Israeli prime minister Benjamin Netanyahu described Barghouti as an “arch-terrorist” while the defence minister, Avigdor Lieberman, suggested Israel should take the approach of Margaret Thatcher towards the IRA hunger strikers in 1981 and allow them to die.
Describing the Israeli response as “incitement and provocation”, Qaraqe said: “These statements – accompanied by the extreme measures against the hunger strikers – aggravate the situation. This strike did not come out of a vacuum. It came out of the failure to discuss the issues with the Israeli prison authorities … Israel brought the situation to this level.” Beyond the prison walls, the scale of the strike has created problems for all sides. Israeli authorities have previously negotiated with hunger strikers, and their intransigent language has raised tensions. And while senior Palestinian figures, including Abbas, offer vocal support, the timing of the strike – before next week’s meeting between Abbas and Donald Trump in Washington – is clearly troubling them. The result is a complicated balancing act for the Palestinian leadership – lending support while instructing their security services to prevent clashes with Israelis at checkpoints during demonstrations supporting the strike. This underscores the view that Barghouti has limited control of the situation.

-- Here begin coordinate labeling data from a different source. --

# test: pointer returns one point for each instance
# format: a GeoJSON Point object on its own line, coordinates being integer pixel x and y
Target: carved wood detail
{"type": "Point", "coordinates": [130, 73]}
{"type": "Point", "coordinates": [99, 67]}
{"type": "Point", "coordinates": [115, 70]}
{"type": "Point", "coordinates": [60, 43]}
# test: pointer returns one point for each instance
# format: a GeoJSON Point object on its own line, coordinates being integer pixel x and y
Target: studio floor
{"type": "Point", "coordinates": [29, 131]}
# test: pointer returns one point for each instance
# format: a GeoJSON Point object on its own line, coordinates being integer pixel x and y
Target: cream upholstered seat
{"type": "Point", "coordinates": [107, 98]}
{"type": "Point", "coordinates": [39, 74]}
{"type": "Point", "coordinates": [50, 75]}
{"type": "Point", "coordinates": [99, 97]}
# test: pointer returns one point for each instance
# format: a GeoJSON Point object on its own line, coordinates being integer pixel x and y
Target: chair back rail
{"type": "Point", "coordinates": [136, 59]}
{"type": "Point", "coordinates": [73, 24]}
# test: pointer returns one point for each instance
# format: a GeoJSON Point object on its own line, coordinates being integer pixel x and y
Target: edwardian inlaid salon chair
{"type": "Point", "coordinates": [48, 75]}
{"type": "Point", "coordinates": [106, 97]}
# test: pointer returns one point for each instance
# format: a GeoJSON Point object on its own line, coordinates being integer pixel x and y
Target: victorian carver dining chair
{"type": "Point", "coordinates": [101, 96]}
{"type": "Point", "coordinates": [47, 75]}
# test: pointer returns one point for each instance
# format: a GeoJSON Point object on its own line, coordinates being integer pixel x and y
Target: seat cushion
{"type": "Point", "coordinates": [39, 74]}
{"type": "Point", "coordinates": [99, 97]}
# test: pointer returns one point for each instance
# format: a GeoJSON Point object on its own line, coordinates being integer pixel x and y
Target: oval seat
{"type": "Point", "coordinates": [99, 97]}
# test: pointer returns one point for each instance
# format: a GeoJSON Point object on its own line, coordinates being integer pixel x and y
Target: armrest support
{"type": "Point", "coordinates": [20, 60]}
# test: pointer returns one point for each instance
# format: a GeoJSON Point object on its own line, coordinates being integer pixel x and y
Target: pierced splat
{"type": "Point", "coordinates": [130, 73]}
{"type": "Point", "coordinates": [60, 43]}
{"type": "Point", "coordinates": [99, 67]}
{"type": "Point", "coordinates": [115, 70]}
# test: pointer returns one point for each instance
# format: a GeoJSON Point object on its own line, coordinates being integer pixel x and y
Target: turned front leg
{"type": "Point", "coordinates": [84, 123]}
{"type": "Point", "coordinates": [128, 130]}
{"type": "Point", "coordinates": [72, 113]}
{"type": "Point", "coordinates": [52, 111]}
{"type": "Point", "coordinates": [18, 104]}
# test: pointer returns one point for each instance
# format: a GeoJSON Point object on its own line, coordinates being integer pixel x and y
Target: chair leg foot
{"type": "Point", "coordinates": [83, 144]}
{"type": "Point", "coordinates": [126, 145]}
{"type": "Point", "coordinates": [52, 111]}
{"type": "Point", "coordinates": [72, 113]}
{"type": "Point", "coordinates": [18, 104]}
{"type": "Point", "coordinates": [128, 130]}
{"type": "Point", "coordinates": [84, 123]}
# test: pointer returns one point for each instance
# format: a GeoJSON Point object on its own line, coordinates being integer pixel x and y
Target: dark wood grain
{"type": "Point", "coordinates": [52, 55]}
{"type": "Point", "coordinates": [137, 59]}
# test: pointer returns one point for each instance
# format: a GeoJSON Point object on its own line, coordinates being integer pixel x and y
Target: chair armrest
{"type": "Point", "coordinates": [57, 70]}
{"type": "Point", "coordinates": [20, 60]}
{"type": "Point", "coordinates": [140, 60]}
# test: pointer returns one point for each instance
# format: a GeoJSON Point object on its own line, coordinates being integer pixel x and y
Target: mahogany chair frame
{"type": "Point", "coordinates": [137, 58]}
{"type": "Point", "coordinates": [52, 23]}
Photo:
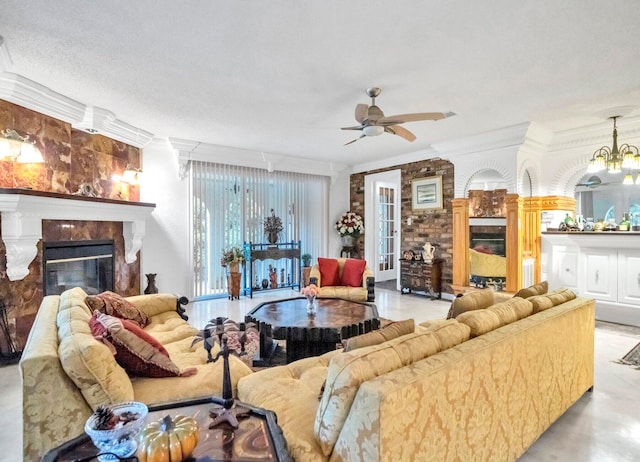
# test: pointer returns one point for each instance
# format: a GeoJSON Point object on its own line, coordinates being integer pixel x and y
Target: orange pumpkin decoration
{"type": "Point", "coordinates": [168, 440]}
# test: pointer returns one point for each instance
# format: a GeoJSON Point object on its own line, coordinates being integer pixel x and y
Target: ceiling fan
{"type": "Point", "coordinates": [373, 122]}
{"type": "Point", "coordinates": [593, 182]}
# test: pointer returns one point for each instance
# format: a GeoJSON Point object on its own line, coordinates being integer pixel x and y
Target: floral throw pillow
{"type": "Point", "coordinates": [135, 350]}
{"type": "Point", "coordinates": [115, 305]}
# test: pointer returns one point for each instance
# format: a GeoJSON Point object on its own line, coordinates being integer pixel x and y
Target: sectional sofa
{"type": "Point", "coordinates": [482, 386]}
{"type": "Point", "coordinates": [66, 372]}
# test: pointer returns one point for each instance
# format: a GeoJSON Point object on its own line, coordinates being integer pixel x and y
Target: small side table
{"type": "Point", "coordinates": [350, 251]}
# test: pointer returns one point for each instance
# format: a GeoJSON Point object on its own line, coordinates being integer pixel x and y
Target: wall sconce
{"type": "Point", "coordinates": [131, 175]}
{"type": "Point", "coordinates": [19, 148]}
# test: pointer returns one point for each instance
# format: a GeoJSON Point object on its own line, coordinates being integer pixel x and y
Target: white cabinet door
{"type": "Point", "coordinates": [564, 267]}
{"type": "Point", "coordinates": [629, 276]}
{"type": "Point", "coordinates": [600, 279]}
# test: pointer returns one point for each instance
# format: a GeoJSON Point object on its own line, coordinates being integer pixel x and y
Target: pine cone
{"type": "Point", "coordinates": [105, 418]}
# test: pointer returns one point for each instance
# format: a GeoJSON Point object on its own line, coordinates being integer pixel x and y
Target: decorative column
{"type": "Point", "coordinates": [531, 234]}
{"type": "Point", "coordinates": [20, 233]}
{"type": "Point", "coordinates": [514, 243]}
{"type": "Point", "coordinates": [460, 243]}
{"type": "Point", "coordinates": [133, 233]}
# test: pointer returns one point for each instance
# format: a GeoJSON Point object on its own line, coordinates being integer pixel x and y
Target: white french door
{"type": "Point", "coordinates": [382, 220]}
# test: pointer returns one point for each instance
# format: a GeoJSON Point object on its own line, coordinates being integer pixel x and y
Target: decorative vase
{"type": "Point", "coordinates": [348, 240]}
{"type": "Point", "coordinates": [311, 306]}
{"type": "Point", "coordinates": [151, 284]}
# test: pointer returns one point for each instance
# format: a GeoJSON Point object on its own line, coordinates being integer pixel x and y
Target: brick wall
{"type": "Point", "coordinates": [434, 226]}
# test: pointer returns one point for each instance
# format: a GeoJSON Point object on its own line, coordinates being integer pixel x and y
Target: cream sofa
{"type": "Point", "coordinates": [364, 293]}
{"type": "Point", "coordinates": [54, 406]}
{"type": "Point", "coordinates": [435, 395]}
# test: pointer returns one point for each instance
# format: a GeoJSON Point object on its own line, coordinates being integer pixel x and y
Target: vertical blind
{"type": "Point", "coordinates": [229, 204]}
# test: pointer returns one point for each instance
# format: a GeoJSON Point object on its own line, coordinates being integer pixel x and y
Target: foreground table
{"type": "Point", "coordinates": [336, 319]}
{"type": "Point", "coordinates": [258, 437]}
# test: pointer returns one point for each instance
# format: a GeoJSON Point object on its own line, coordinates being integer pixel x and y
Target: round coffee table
{"type": "Point", "coordinates": [335, 319]}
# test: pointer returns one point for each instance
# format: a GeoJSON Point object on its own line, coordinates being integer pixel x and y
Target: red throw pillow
{"type": "Point", "coordinates": [135, 350]}
{"type": "Point", "coordinates": [115, 305]}
{"type": "Point", "coordinates": [352, 272]}
{"type": "Point", "coordinates": [329, 275]}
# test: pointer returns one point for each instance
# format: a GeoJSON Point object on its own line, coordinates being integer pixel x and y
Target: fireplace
{"type": "Point", "coordinates": [488, 236]}
{"type": "Point", "coordinates": [85, 264]}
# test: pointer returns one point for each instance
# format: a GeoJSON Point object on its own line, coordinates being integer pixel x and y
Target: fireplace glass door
{"type": "Point", "coordinates": [84, 264]}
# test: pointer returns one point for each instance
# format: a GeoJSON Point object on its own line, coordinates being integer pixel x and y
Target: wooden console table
{"type": "Point", "coordinates": [258, 437]}
{"type": "Point", "coordinates": [260, 252]}
{"type": "Point", "coordinates": [421, 276]}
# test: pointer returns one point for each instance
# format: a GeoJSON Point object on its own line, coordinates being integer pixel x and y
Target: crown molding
{"type": "Point", "coordinates": [596, 134]}
{"type": "Point", "coordinates": [32, 95]}
{"type": "Point", "coordinates": [27, 93]}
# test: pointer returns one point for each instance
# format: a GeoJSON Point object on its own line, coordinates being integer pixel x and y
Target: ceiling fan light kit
{"type": "Point", "coordinates": [374, 123]}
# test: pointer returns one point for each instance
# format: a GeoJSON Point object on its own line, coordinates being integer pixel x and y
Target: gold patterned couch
{"type": "Point", "coordinates": [364, 293]}
{"type": "Point", "coordinates": [54, 406]}
{"type": "Point", "coordinates": [436, 394]}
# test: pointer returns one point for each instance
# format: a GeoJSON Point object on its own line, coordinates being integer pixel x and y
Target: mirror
{"type": "Point", "coordinates": [602, 196]}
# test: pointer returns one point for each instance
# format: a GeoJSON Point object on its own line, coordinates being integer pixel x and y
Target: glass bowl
{"type": "Point", "coordinates": [121, 440]}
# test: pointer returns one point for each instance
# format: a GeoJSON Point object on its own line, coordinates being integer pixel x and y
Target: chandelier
{"type": "Point", "coordinates": [615, 159]}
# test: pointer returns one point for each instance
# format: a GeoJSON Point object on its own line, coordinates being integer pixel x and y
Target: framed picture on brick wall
{"type": "Point", "coordinates": [426, 193]}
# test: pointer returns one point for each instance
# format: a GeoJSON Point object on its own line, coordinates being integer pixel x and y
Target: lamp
{"type": "Point", "coordinates": [19, 148]}
{"type": "Point", "coordinates": [131, 175]}
{"type": "Point", "coordinates": [613, 159]}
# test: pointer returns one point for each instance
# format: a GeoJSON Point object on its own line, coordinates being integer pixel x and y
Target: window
{"type": "Point", "coordinates": [229, 204]}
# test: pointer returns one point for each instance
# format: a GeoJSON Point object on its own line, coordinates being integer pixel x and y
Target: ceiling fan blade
{"type": "Point", "coordinates": [353, 141]}
{"type": "Point", "coordinates": [361, 112]}
{"type": "Point", "coordinates": [402, 118]}
{"type": "Point", "coordinates": [401, 132]}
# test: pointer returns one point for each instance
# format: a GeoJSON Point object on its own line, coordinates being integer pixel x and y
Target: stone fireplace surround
{"type": "Point", "coordinates": [29, 218]}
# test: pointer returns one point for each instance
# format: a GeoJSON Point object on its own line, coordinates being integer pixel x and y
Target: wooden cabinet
{"type": "Point", "coordinates": [284, 258]}
{"type": "Point", "coordinates": [416, 275]}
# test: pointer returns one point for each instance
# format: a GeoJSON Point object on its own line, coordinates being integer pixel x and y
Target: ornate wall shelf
{"type": "Point", "coordinates": [23, 211]}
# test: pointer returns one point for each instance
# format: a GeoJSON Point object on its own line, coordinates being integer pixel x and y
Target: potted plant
{"type": "Point", "coordinates": [232, 257]}
{"type": "Point", "coordinates": [306, 259]}
{"type": "Point", "coordinates": [350, 226]}
{"type": "Point", "coordinates": [272, 228]}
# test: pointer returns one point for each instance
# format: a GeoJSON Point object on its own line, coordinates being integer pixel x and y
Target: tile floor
{"type": "Point", "coordinates": [602, 426]}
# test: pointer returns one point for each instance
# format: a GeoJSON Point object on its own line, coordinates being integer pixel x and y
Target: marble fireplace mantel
{"type": "Point", "coordinates": [23, 211]}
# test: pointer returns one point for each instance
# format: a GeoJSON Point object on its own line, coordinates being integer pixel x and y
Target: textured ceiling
{"type": "Point", "coordinates": [282, 77]}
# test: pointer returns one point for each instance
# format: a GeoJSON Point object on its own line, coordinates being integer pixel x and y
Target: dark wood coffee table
{"type": "Point", "coordinates": [258, 437]}
{"type": "Point", "coordinates": [336, 319]}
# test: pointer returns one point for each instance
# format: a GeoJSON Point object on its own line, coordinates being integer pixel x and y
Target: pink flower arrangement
{"type": "Point", "coordinates": [350, 224]}
{"type": "Point", "coordinates": [310, 291]}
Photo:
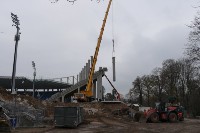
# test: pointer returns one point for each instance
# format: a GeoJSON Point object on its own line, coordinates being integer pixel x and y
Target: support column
{"type": "Point", "coordinates": [86, 70]}
{"type": "Point", "coordinates": [63, 99]}
{"type": "Point", "coordinates": [94, 89]}
{"type": "Point", "coordinates": [73, 79]}
{"type": "Point", "coordinates": [99, 86]}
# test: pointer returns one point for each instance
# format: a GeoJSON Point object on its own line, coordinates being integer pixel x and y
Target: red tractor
{"type": "Point", "coordinates": [165, 112]}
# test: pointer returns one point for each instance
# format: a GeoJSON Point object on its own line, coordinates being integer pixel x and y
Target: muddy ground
{"type": "Point", "coordinates": [117, 125]}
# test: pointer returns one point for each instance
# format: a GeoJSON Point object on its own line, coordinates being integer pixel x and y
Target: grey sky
{"type": "Point", "coordinates": [61, 37]}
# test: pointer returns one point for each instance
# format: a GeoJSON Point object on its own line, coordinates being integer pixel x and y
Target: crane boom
{"type": "Point", "coordinates": [88, 91]}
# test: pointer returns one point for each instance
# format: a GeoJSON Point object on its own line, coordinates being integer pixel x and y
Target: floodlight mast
{"type": "Point", "coordinates": [17, 38]}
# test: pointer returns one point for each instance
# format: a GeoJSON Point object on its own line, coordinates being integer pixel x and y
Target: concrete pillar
{"type": "Point", "coordinates": [73, 79]}
{"type": "Point", "coordinates": [84, 72]}
{"type": "Point", "coordinates": [114, 72]}
{"type": "Point", "coordinates": [99, 86]}
{"type": "Point", "coordinates": [79, 77]}
{"type": "Point", "coordinates": [87, 65]}
{"type": "Point", "coordinates": [63, 99]}
{"type": "Point", "coordinates": [94, 89]}
{"type": "Point", "coordinates": [91, 61]}
{"type": "Point", "coordinates": [88, 68]}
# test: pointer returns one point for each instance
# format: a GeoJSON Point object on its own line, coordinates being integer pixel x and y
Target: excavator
{"type": "Point", "coordinates": [87, 95]}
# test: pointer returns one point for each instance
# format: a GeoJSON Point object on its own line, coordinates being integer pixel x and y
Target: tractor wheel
{"type": "Point", "coordinates": [154, 118]}
{"type": "Point", "coordinates": [172, 117]}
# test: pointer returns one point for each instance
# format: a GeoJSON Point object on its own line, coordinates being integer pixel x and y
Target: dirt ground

That he should be at the forefront, even in prison, is hardly surprising to long-time observers. Speaking to this writer three years ago, former Israeli peace negotiator Yossi Beilin, who knew Barghouti, presciently flagged up the challenge that he posed. Inside or outside jail, Barghouti remains one of the most important Palestinian leaders. “I am not an admirer,” Beilin said then. “He is shrewd. A street cat. He is a proud Palestinian, proud of his movement. I saw him [during the Oslo peace talks] as a partner. Someone committed to a political solution.
“He is a politician and a statesman. Like other politicians who have been involved with violence, we have somehow to find a way of dealing with him in a political framework … because he can lead those who follow him to an agreement.”
That “shrewdness” is evident in the hunger strike, and not only its timing ahead of the 50th anniversary of the Israeli occupation. The demands for better prisoner conditions, low key as they are, seem designed to be – in theory at least – achievable.
The question now is whether Barghouti’s well-attested influence and charisma is such that he can lead, even sequestered in solitary confinement.
For Israel, if the protest continues, the choices do not appear good, with security officials aware that dead hunger strikers would risk an upsurge in violence. Force-feeding too, although permitted in Israel following a supreme court ruling last year, is also deeply contentious, with the Israeli Medical Association opposed.
In her office, Fadwa is suddenly tearful, contemplating where the hunger strike will lead: “An element that makes it harder is that I feel other families want to draw strength from me, so I need to hide my feelings,” she said, adding that the strike had made her realise how much her husband had been absent from his family – in prison, wanted, or deported. “I used to blame Marwan for not being there. He said you have to bear with me. It is the struggle for a better life for our children. Now it has been 30 years.”
It is also clear that the absence of any dialogue does not bode well for the health of the strikers. Asked about the risks, she says only: “God will protect him.”